Ketamine, a dissociative anaesthetic with hallucinogenic properties, is a notable exception. By activating pathways involved with forming neurone connections, it has been found to be an extremely effective therapeutic for treatment-resistant depression (figure 1b).
Similarly, the Beckley/Imperial Psychedelic Research Programme have demonstrated significant and even longer-lasting benefits of psilocybin in the treatment of depression (figure 1a).
This new study hoped to elucidate the cellular mechanism by which psychedelics achieve their therapeutic effect by investigating whether and how they affect neural growth and plasticity.
In the first experiment, scientists treated cultures of cortical neurones with psychedelics, and then observed how the neurones developed and increased in complexity (figure 2).
They found that LSD, DMT, and DOI – all serotonergic psychedelics – significantly increased the growth and complexity of neurones in a similar manner to ketamine, with LSD particularly potent. Interestingly, ibogaine was found to have no effect on neuroplasticity – but its metabolite noribogaine did, suggesting it was the active molecule in the anti-addictive properties of iboga.
As a comparison, amphetamine and serotonin – which share structural similarities with psychedelics – were also tested, and were found to have no effect on measures of neurogenesis.
These effects were observed not only in cell cultures, but also by testing the compounds on the brains of fly larvae and zebrafish, showing that they also have a tangible effect in living organisms.
In a separate measure of neural plasticity, psychedelics were found to significantly increase the number of dendritic spines on cortical neurones, with LSD almost doubling their density (figure 3). These spines form synapses with other neurones and are a major site of molecular activity in the brain. Their functioning is closely related to higher cognition, and loss of these structures is a hallmark of depression and other neuropsychiatric disorders.
The positive effects were not only structural, but functional – electrophysiological recordings found that the frequency and strength of neural currents were increased for many hours after the psychedelic compounds had been removed.
The study then further elucidated the molecular mechanisms involved. mTOR is a key component of internal neural signalling pathways, involved with recruiting receptors and forming synapses, and is also known to be the target through which ketamine achieves its antidepressant effect. When mTOR was blocked, the psychoplastogenic effects of psychedelics seen above were also inhibited, indicating that they achieve their effect through a similar mechanism to ketamine.

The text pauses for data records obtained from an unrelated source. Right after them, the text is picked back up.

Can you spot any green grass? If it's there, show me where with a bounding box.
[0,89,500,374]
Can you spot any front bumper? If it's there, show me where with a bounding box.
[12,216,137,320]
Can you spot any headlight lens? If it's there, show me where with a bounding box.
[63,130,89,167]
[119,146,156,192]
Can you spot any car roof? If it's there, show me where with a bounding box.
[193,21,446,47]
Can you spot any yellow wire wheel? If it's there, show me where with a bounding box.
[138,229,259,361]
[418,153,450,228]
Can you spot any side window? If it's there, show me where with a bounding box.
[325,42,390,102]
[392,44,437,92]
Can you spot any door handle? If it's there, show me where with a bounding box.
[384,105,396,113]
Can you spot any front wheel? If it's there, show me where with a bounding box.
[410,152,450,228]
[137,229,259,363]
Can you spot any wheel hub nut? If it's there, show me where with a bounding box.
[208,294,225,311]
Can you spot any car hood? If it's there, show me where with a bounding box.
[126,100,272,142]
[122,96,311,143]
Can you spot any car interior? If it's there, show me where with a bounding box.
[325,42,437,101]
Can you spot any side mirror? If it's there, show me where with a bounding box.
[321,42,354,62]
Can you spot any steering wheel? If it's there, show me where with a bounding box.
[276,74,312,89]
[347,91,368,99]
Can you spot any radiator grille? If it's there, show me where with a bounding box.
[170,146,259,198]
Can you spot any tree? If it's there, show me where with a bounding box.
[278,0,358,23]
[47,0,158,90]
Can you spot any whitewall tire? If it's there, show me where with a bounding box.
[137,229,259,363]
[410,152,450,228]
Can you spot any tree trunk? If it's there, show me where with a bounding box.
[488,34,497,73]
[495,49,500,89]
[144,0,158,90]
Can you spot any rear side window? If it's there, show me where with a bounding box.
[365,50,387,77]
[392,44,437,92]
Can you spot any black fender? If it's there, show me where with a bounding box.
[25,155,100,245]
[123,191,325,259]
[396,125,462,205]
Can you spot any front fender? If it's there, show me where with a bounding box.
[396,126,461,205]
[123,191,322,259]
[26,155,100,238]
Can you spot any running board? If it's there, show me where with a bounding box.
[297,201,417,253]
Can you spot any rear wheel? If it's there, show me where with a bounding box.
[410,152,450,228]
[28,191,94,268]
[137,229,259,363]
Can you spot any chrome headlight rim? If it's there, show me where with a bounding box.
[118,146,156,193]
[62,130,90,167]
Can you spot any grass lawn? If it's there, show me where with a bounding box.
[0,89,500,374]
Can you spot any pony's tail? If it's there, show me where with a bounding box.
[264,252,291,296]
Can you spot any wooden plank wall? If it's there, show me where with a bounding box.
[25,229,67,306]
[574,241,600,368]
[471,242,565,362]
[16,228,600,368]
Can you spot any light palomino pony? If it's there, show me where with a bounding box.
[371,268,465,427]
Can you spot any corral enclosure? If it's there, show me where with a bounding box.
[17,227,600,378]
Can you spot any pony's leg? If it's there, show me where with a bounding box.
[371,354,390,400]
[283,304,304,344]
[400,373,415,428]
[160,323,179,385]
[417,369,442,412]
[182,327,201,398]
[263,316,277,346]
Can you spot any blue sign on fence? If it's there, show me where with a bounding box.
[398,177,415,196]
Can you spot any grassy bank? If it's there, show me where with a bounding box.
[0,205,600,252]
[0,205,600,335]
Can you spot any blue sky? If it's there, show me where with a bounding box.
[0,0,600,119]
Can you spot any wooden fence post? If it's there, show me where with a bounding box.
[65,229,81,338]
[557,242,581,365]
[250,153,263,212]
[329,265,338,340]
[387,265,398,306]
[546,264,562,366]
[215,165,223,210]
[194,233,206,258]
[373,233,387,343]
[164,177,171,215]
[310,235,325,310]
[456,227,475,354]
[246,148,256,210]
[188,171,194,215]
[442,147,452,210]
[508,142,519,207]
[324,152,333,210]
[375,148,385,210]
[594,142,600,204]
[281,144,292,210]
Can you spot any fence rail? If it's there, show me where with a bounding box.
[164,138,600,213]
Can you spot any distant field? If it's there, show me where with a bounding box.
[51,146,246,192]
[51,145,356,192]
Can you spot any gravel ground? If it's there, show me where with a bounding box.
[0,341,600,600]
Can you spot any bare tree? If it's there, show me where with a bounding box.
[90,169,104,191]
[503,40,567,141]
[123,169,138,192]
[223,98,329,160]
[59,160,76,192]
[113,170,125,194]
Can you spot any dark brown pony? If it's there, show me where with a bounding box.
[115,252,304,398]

This study builds on previous findings by the Beckley/Sant Pau Research Programme, which observed that components of the psychedelic brew ayahuasca promoted growth and maturation of neurones (figure 4). Ayahuasca has also been demonstrated to have significant anti-depressant effects, further suggesting neuroplasticity as a common mechanism for the actions of ketamine and psychedelics like LSD and ayahuasca. The Beckley Foundation is determined to investigate this further, both in vitro and in humans, as part of our Research Programmes with Brazil, Maastricht University and Imperial College London.
These findings add yet more scientific evidence for the therapeutic benefit of psychedelic compounds. Not only have psychedelics been demonstrated to have ground-breaking potential in treating previously untreatable psychiatric disorders, but they are almost unique in their ability to promote neuroplasticity in a safe way, healing both mind and brain.
Sadly, psilocybin, LSD, DMT, and other psychedelics remain on Schedule I of both the UK and the UN’s global drug conventions, severely limiting both research and clinical application. The Beckley Foundation is actively campaigning to have psychedelics and other psychoactive medicines re-scheduled, so that doctors and psychotherapists may use them as a tool to help heal those who are not benefiting from currently available treatments. Despite restrictions, we continue to collaborate with research groups all over the world to better understand these compounds – together, we hope to create a paradigm shift in psychiatry which will benefit all of society.